Suppose the net outcome of some process (like a person's total height) is the sum (meaning the arithmetic sum) of a large number of independent random variables, each of which contributes a small amount to that sum. In that situation, a population of outcomes created by such a process will have an approximately normal distribution.

In the Central Limit Theorem, the approximation concerns the sample mean, not the raw sum of the sample values. Computing the sample mean involves "scaling" the sum of a large number of random variables so that the contribution of each individual outcome is regarded as a small.

A particular physical situation would have to be considered on its own merits, but one can form a vague mental picture of the outcome of many processes (such as "grow a person to his adult height") as being approximated by the sum of many small "factors" (- in the common language sense of that word - mathematically they are "summands") , each of which contributes a small amount to the final result.

• Fooality
chiro
Science Advisor
Hey Erland.

Building on what has been said above, Normal distributions find their way in means (expectations) provided you have enough information in the sample.

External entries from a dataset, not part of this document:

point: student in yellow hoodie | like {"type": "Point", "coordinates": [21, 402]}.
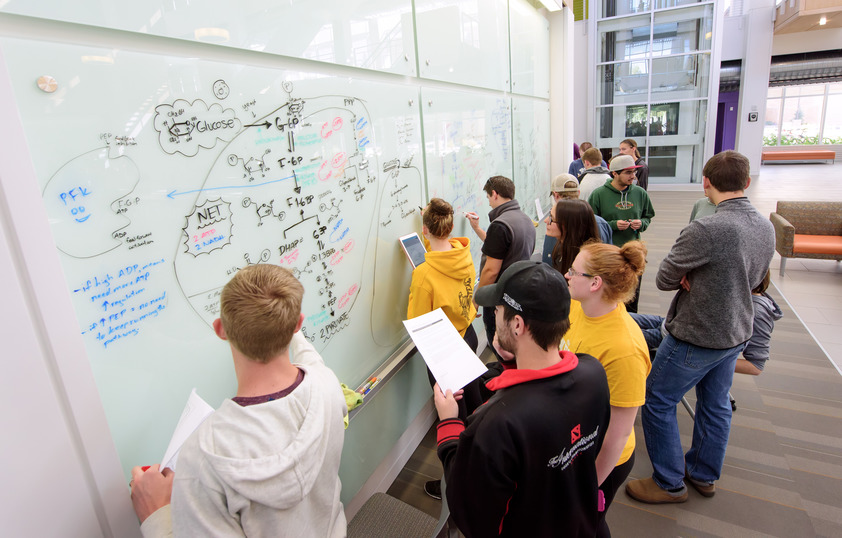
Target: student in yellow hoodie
{"type": "Point", "coordinates": [446, 280]}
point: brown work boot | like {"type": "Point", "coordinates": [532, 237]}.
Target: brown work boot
{"type": "Point", "coordinates": [705, 489]}
{"type": "Point", "coordinates": [646, 490]}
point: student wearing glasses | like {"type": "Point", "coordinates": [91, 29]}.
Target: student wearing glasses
{"type": "Point", "coordinates": [601, 279]}
{"type": "Point", "coordinates": [572, 224]}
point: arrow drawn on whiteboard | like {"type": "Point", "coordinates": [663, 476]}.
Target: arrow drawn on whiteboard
{"type": "Point", "coordinates": [174, 193]}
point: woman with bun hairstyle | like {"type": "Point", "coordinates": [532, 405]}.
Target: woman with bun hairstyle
{"type": "Point", "coordinates": [629, 147]}
{"type": "Point", "coordinates": [572, 223]}
{"type": "Point", "coordinates": [601, 279]}
{"type": "Point", "coordinates": [446, 280]}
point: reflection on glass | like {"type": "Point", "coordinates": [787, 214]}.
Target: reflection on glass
{"type": "Point", "coordinates": [661, 4]}
{"type": "Point", "coordinates": [681, 76]}
{"type": "Point", "coordinates": [683, 30]}
{"type": "Point", "coordinates": [663, 120]}
{"type": "Point", "coordinates": [613, 8]}
{"type": "Point", "coordinates": [771, 126]}
{"type": "Point", "coordinates": [801, 118]}
{"type": "Point", "coordinates": [833, 120]}
{"type": "Point", "coordinates": [808, 89]}
{"type": "Point", "coordinates": [626, 82]}
{"type": "Point", "coordinates": [624, 39]}
{"type": "Point", "coordinates": [662, 161]}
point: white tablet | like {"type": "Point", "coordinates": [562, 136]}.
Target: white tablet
{"type": "Point", "coordinates": [414, 249]}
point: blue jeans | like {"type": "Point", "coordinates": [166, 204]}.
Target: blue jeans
{"type": "Point", "coordinates": [677, 367]}
{"type": "Point", "coordinates": [651, 327]}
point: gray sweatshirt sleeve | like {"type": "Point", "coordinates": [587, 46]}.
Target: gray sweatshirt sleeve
{"type": "Point", "coordinates": [691, 250]}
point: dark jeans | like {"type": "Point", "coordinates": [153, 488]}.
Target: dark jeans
{"type": "Point", "coordinates": [609, 488]}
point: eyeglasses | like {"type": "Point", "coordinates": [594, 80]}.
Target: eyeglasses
{"type": "Point", "coordinates": [572, 272]}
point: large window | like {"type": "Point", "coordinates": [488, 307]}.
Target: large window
{"type": "Point", "coordinates": [652, 82]}
{"type": "Point", "coordinates": [809, 114]}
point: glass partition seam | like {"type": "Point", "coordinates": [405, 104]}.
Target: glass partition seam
{"type": "Point", "coordinates": [658, 10]}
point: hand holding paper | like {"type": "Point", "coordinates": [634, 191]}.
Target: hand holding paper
{"type": "Point", "coordinates": [449, 358]}
{"type": "Point", "coordinates": [195, 412]}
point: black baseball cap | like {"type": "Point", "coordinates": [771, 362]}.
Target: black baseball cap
{"type": "Point", "coordinates": [532, 288]}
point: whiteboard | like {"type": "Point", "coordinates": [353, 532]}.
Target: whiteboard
{"type": "Point", "coordinates": [159, 188]}
{"type": "Point", "coordinates": [467, 139]}
{"type": "Point", "coordinates": [530, 36]}
{"type": "Point", "coordinates": [531, 152]}
{"type": "Point", "coordinates": [464, 41]}
{"type": "Point", "coordinates": [371, 34]}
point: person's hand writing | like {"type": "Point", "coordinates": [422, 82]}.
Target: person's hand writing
{"type": "Point", "coordinates": [473, 220]}
{"type": "Point", "coordinates": [151, 490]}
{"type": "Point", "coordinates": [446, 405]}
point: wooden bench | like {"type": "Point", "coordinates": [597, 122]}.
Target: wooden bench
{"type": "Point", "coordinates": [798, 156]}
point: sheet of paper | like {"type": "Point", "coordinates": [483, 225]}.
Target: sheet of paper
{"type": "Point", "coordinates": [195, 412]}
{"type": "Point", "coordinates": [448, 357]}
{"type": "Point", "coordinates": [540, 211]}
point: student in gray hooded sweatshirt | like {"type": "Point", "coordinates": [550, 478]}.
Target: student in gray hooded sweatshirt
{"type": "Point", "coordinates": [714, 264]}
{"type": "Point", "coordinates": [266, 462]}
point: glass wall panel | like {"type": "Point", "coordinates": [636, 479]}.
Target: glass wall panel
{"type": "Point", "coordinates": [681, 77]}
{"type": "Point", "coordinates": [771, 125]}
{"type": "Point", "coordinates": [661, 4]}
{"type": "Point", "coordinates": [804, 90]}
{"type": "Point", "coordinates": [679, 123]}
{"type": "Point", "coordinates": [626, 82]}
{"type": "Point", "coordinates": [801, 119]}
{"type": "Point", "coordinates": [675, 164]}
{"type": "Point", "coordinates": [624, 39]}
{"type": "Point", "coordinates": [833, 119]}
{"type": "Point", "coordinates": [683, 30]}
{"type": "Point", "coordinates": [614, 8]}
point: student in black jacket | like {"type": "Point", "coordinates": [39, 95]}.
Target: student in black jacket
{"type": "Point", "coordinates": [524, 463]}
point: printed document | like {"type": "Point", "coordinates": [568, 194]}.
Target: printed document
{"type": "Point", "coordinates": [448, 357]}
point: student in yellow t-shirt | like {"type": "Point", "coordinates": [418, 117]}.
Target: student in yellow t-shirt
{"type": "Point", "coordinates": [601, 279]}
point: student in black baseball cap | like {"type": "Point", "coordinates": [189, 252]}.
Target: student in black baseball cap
{"type": "Point", "coordinates": [536, 440]}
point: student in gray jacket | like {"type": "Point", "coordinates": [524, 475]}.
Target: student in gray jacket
{"type": "Point", "coordinates": [714, 264]}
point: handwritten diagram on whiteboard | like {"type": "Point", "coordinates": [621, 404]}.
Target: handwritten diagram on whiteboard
{"type": "Point", "coordinates": [160, 187]}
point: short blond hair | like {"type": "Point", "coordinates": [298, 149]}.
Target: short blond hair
{"type": "Point", "coordinates": [260, 308]}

Expectations find themselves in a number of common statistics and many statistical theorems are based on Normal distributions because of the Central Limit Theorem (and its variants).

If you are looking at a raw distribution (as opposed to a mean), there are some possible explanations for this.

You probably have to look at the process itself and consider some basic assumptions on why something would become Normally distributed.

For the case of something like height, that has more to do with things like genetics and environmental factors than anything else.

Being able to describe a processes distribution requires more of an understanding of the process and not some sampling distribution and that is a different topic.

One thing to do is to try and capture the variation within a process and then see what variables best capture that variation. This also can involve looking to see whether the variances in certain conditions are minimized (for example - people who are tall tend to create babies that are tall and so on).

It's an interesting question though and quite thought provoking.

Science Advisor
Thank you all for your replies, and my apologies for not thanking you until now.

jfizzix, I must look up this about entropy, it looks interesting.

FactChecker and Stephen Tashi both talk about a body being made up by many small parts which at least might be independent, and if so, CLT can be applied to their "sum", giving a normal distribution. This is probably the standard answer to my question, and it looks quite reasonable. But we often use the normal distribution without making this kind of considerations. chiro talks about trying do capture the variation within a process, and again, we rarely do so. Maybe so much has this kind of variation that by chance, this kind of "summation" can often be made. Is that what's the point of the entropy argument?

chiro
Science Advisor
Entropy reflects information mass and this (often) has relations to variance in a statistical capacity.

Basically the lower the uncertainty the more entropy captured in the sample in relation to the invariants (parameters) being estimated. These two things in statistics (variance and information) are often inversely related to each other.

Most attributes can be captured as functions of expectations in one form or another and in combination with CLT can explain why many things end up having Normality when it comes to the parameters (not necessarily the distribution itself) and then one has a function of these things.

The other thing is that you can represent a probability function as a combination of different moments (like you can represent a Taylor series as a function of scaled whole powers of the variable) and summing Normal distributions (even with covariance) is always Normally distributed as well.